A response wraps the model’s content along with the raw provider-specific payload:

pub struct CompletionResponse<T> {
/// One or more assistant content items (text, tool calls, reasoning, etc.)
pub choice: OneOrMany<AssistantContent>,
/// The raw response from the provider
pub raw_response: T,
}

raw_response keeps the provider’s untranslated payload — log it when debugging provider quirks that Rig’s normalized types don’t surface. (Models themselves are cheap handles over a shared client; build them once and reuse them across requests.)

choice holds AssistantContent values — the three things a model can answer with:

pub enum AssistantContent {
/// Plain text response
Text(Text),
/// A tool call requested by the model
ToolCall(ToolCall),
/// Reasoning/chain-of-thought content (for models that support it)
Reasoning(Reasoning),
}

Text wraps a string; ToolCall carries the call id plus the function name and JSON arguments the model chose. When you use an agent, tool calls are executed for you; at this layer you decide what to do with them.

The Message enum represents conversation messages with rich content support:

pub enum Message {
User { content: OneOrMany<UserContent> },
Assistant { content: OneOrMany<AssistantContent> },
}

UserContent supports text, images, audio, documents, video, and tool results:

pub enum UserContent {
Text(Text),
ToolResult(ToolResult),
Image(Image),
Audio(Audio),
Document(Document),
Video(Video),
}

For the common text-only case, use the Message::user(...) and Message::assistant(...) constructors rather than building the enum by hand.
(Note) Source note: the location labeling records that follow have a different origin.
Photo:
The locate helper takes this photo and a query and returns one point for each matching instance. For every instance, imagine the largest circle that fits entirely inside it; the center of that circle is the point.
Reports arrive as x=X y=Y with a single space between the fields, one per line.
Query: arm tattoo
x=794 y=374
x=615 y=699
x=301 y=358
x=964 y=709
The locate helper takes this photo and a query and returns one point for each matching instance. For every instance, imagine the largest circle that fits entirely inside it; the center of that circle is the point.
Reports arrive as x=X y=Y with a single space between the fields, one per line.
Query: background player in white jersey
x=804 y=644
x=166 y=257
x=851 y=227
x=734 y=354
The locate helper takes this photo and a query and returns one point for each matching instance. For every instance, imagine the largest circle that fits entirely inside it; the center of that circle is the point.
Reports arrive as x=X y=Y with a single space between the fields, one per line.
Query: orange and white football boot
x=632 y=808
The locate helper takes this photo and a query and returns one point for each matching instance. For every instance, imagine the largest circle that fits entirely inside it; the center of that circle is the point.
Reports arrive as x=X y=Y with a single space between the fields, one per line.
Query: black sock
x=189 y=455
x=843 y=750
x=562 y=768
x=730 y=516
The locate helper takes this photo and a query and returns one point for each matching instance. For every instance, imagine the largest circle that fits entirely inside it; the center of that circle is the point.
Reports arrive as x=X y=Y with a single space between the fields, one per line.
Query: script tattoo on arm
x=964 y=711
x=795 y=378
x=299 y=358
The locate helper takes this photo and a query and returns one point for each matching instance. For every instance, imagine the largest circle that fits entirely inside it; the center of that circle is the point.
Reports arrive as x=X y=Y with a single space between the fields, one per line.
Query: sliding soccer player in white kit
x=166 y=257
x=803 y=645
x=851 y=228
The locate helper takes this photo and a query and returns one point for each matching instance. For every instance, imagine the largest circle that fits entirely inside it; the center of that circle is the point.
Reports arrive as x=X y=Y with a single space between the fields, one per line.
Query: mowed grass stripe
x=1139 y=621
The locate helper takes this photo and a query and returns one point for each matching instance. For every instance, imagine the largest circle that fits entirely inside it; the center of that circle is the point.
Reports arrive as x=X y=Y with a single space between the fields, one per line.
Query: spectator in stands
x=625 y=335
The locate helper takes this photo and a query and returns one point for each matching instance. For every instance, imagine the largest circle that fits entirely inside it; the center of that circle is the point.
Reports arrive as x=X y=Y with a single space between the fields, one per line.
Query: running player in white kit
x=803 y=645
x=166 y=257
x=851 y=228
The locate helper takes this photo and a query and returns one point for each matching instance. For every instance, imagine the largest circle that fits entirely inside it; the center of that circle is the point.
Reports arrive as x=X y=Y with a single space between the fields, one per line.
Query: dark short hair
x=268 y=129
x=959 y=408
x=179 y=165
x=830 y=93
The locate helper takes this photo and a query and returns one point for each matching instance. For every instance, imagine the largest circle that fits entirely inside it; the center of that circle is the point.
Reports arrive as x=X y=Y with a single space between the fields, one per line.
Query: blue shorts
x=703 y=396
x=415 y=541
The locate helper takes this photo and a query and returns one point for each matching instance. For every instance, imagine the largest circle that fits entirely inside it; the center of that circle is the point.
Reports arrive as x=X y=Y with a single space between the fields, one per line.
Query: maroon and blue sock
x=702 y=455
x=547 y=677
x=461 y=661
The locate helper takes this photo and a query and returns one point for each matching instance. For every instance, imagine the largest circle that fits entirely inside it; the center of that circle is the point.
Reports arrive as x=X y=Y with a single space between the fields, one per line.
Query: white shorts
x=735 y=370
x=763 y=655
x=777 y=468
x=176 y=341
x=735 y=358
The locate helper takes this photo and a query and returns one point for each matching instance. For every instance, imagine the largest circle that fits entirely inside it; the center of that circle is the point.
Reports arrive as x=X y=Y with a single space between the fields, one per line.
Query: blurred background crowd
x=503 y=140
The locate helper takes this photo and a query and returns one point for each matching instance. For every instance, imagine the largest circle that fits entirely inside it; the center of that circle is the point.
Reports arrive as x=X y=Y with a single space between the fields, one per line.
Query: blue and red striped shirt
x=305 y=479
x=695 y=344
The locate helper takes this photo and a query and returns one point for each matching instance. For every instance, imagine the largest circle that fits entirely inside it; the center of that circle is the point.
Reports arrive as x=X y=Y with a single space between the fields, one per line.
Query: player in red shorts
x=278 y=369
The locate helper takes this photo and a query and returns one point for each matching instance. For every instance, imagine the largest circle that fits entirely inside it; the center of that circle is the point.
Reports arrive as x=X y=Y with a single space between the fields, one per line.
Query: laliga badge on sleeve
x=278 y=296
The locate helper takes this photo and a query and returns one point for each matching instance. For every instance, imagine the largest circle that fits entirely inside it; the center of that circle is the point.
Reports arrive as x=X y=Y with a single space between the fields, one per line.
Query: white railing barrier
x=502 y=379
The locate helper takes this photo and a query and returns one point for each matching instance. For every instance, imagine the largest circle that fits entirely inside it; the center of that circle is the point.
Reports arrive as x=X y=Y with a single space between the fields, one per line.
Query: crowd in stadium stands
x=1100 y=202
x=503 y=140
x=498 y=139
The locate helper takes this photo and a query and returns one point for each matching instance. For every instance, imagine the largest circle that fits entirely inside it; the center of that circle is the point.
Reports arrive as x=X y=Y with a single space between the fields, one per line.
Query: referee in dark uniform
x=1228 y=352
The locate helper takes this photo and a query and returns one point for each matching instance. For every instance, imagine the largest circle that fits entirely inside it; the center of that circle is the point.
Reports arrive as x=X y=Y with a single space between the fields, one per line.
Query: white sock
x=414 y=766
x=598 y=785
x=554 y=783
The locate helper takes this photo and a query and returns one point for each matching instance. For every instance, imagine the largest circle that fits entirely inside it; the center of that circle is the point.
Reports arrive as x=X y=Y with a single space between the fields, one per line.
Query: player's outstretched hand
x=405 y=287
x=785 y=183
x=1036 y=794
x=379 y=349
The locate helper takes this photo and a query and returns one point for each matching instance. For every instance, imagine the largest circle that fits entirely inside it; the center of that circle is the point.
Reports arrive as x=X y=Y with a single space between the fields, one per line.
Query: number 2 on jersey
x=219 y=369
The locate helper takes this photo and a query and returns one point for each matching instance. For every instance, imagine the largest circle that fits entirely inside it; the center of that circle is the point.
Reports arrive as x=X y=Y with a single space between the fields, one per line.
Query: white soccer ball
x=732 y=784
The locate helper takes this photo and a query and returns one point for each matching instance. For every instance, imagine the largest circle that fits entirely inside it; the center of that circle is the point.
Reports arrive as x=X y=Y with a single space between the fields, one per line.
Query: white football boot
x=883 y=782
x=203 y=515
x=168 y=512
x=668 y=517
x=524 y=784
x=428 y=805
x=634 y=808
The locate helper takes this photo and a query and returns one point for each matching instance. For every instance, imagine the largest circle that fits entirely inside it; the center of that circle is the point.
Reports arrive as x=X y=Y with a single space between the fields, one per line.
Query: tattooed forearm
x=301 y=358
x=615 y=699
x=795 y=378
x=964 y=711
Rig provides a Usage struct and the GetTokenUsage trait for tracking token consumption. Every completion response carries one, and the agent loop aggregates them across turns:

pub struct Usage {
/// Input ("prompt") tokens used by the request.
pub input_tokens: u64,
/// Output ("completion") tokens generated.
pub output_tokens: u64,
/// Stored separately — some providers only report a total.
pub total_tokens: u64,
/// Input tokens read from a provider-managed prompt cache.
pub cached_input_tokens: u64,
/// Input tokens written to a provider-managed prompt cache.
pub cache_creation_input_tokens: u64,
/// Tokens spent on tool-use prompts.
pub tool_use_prompt_tokens: u64,
/// Tokens spent on internal reasoning by reasoning-capable models.
pub reasoning_tokens: u64,
}

To read aggregated usage for a whole agent run (across every turn of the tool loop), call .extended_details() on a prompt request — see Token usage & run details on the Agents page. When implementing a provider, implement GetTokenUsage on your raw response type to expose these metrics.

Completion failures surface as CompletionError, which separates transport problems (HTTP, JSON) from provider-reported ones:

pub enum CompletionError {
HttpError(reqwest::Error),
JsonError(serde_json::Error),
RequestError(Box<dyn Error>),
ResponseError(String),
ProviderError(String),
}

Typed-output paths add StructuredOutputError, which wraps a PromptError (itself carrying a CompletionError, MaxTurnsError, or tool failure) or a deserialization failure. Error Handling covers telling transient errors from fatal ones and retrying safely.

Adding a new backend means implementing CompletionModel (and friends) for your provider type — the Extending Rig guide walks through it end to end.